È in virtù di un tale "curriculum" che ha destato non poca preoccupazione il suo annuncio riguardo al viaggio che compirà a settembre in Sudafrica alla ricerca di adepti per la sua crociata anti-gay.
L'allarme è stato lanciato dal sito sudafricano "MambaOnline", il quale ha notato come la sua visita sia pianificata nella città di Johannesburg il 18 settembre 2016. Stando all'evento creato dal pastore su Facebook, un'altra ventina di seguaci proveniente dal Canada e dagli Stati Uniti lo accompagneranno nel suo viaggio. Il giornale online nota come «ci sono già alti livelli di omofobia in Sudafrica e sulla scia di Orlando non c'è bisogno di qualcuno che venga ad alimentare ancor più odio, con il rischio di ciò conduca alla violenza contro le persone lgbti. C'è una differenza tra le espressioni di odio e la libertà di parola: se qualcuno è noto per chiedere l'uccisione delle eprsone lgbt, non dovrebbe essere il benvenuto in un Paese che protegge costituzionalmente anche quelle persone».

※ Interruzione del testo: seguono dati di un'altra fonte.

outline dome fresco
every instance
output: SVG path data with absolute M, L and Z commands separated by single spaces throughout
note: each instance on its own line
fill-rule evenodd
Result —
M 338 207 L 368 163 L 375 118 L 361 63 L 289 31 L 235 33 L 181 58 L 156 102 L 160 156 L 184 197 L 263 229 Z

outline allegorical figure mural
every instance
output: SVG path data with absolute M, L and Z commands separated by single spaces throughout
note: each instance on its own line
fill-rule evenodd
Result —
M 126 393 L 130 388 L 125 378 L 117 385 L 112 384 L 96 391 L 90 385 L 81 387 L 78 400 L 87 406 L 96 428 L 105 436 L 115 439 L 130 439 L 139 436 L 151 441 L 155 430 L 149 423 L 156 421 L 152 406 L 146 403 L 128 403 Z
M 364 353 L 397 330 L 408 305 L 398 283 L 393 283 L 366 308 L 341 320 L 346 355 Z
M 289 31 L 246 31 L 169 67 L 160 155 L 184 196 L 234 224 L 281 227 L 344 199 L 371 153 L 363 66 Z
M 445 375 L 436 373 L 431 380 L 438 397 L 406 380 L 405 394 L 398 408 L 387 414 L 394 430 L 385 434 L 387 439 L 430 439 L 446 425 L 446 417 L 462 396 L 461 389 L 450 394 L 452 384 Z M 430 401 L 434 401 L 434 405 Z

Uno dei luoghi in cui Anderson avrebbe dovuto tenere un comizio ha annullato l'evento, notando che «questa decisione è stata presa quando è stato portato alla nostra attenzione il fatto che alcuni contenuti dei suoi sermoni contraddicono la Carta dei Diritti della costituzione sudafricana. Ciò si riferisce in particolare alla clausola 9.3 in cui si afferma che "Nessuno può ingiustamente discriminare direttamente o indirettamente, contro chiunque su uno o più motivi, tra cui l'orientamento sessuale". Come azienda sudafricana, sosteniamo i valori democratici della dignità umana, l'uguaglianza e la libertà enunciati in questa pietra angolare della democrazia del nostro paese. Ci riserviamo il diritto di ammissione a qualsiasi delle nostre proprietà e sarà esercizio di tale diritto in questo caso».